Costco is also deepening its AI investments. An early pilot in bakery forecasting saved the company over $100 million, and similar modeling is now being applied to its warehouse operations. Costco Travel’s curated search tool leverages AI to present users with more relevant vacation options, drawn from disparate sources.

The strategic thread is clear: the largest players are using AI to collapse friction across the customer journey. Speed, relevance, and simplicity are the new competitive edges.

Globally, China’s Alibaba are advancing even faster. Alibaba’s generative AI systems not only support customer interactions but help merchants generate product listings, packaging designs, and marketing copy. European retailers like Zalando and Carrefour are experimenting with visual search and AI-based product tagging to create more responsive marketplaces.

In this environment, a startup like Onton is not just building a feature. It’s positioning itself as a new layer, one that could plug into or power other platforms and retailers.

Beyond the chatbot hype

What separates Onton from the wave of AI chat assistants flooding the market is its refusal to treat shopping as a purely conversational act. While many startups have leaned into text-based interactions, Hudson and his team see e-commerce as fundamentally multimodal and emotionally driven.

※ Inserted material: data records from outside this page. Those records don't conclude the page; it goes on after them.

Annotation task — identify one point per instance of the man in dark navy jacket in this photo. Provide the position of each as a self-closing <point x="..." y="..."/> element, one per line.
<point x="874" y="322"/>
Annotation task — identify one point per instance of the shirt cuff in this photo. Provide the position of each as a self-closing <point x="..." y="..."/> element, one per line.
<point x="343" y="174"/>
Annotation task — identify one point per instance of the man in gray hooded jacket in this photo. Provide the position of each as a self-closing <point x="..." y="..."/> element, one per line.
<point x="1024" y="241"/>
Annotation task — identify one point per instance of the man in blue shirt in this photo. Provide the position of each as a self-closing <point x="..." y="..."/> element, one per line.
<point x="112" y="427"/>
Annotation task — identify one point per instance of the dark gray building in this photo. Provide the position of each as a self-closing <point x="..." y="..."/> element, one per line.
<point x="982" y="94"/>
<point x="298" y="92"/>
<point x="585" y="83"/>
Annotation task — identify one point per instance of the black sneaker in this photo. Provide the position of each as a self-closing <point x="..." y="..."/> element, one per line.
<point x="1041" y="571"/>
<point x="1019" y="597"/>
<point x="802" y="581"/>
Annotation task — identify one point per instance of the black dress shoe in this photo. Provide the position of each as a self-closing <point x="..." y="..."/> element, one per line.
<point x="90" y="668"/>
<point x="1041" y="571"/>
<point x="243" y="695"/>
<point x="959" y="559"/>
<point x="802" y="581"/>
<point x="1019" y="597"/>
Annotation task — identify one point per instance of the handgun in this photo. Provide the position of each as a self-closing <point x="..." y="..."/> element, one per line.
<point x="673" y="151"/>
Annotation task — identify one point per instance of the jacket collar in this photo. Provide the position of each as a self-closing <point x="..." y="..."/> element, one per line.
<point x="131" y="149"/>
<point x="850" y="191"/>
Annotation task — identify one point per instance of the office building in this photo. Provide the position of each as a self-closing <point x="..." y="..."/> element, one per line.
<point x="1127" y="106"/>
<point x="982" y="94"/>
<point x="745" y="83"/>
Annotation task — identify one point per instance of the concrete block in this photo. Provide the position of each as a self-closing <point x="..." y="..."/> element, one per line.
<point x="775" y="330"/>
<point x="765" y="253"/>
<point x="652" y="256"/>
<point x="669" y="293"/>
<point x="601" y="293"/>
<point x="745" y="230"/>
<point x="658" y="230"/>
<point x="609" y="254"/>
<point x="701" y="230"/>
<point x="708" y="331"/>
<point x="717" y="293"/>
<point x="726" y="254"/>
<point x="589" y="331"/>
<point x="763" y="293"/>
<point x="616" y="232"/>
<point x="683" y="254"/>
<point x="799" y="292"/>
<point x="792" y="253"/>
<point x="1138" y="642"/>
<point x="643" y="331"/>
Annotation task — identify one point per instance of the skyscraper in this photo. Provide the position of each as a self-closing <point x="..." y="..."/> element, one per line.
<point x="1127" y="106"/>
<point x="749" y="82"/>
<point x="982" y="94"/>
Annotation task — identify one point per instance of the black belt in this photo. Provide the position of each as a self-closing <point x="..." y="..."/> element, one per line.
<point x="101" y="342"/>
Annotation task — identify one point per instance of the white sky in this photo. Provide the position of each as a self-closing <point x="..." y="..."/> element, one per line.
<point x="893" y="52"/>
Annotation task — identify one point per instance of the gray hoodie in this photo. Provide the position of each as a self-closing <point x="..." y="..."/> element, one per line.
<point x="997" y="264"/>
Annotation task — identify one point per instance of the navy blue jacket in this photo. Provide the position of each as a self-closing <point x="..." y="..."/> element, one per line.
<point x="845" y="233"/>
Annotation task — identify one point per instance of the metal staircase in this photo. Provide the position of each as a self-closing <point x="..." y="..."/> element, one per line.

“Chatbots haven’t made decisions easier,” Hudson says. “They’re just another layer. We’re collapsing the journey, not adding to it.”

The company’s neurosymbolic approach offers a key technical advantage: interpretability. Unlike black-box LLM outputs, Onton’s engine maintains traceable logic, enabling it to explain why certain results are shown. This could become critical as AI-powered shopping faces increased scrutiny around bias, hallucination, and consumer trust.

Early users describe Onton as a kind of second opinion. It helps validate choices, discover alternatives, and sharpen the criteria that matter. Rather than replacing the store, it enhances the decision-making process across stores — something many consumers struggle with when toggling between Pinterest, Amazon, Wayfair, and social platforms.

Rewriting the rules of retail discovery

With new funding in hand, Onton is doubling down on product development and category expansion. While it’s too early to tell whether the company will become a standard layer across retail, its trajectory speaks to deeper changes.

Search is no longer a static input box. For a growing segment of consumers, it is becoming a dynamic, iterative, and sensory experience. In such a world, the winners will not be the platforms that offer the most options, but the ones that help users feel confident in their choices.

The impact of these changes extends beyond the United States. As global retailers adapt to younger, mobile-first shoppers who expect both speed and intuition, the lines between browsing, recommending, and buying are blurring.

Onton is one of the first startups to make this shift its core product, not a feature tacked on to legacy systems, but a new interface designed for a new kind of shopper. Whether that shopper lives in San Francisco, Seoul, or São Paulo, the need for clarity amid abundance is universal.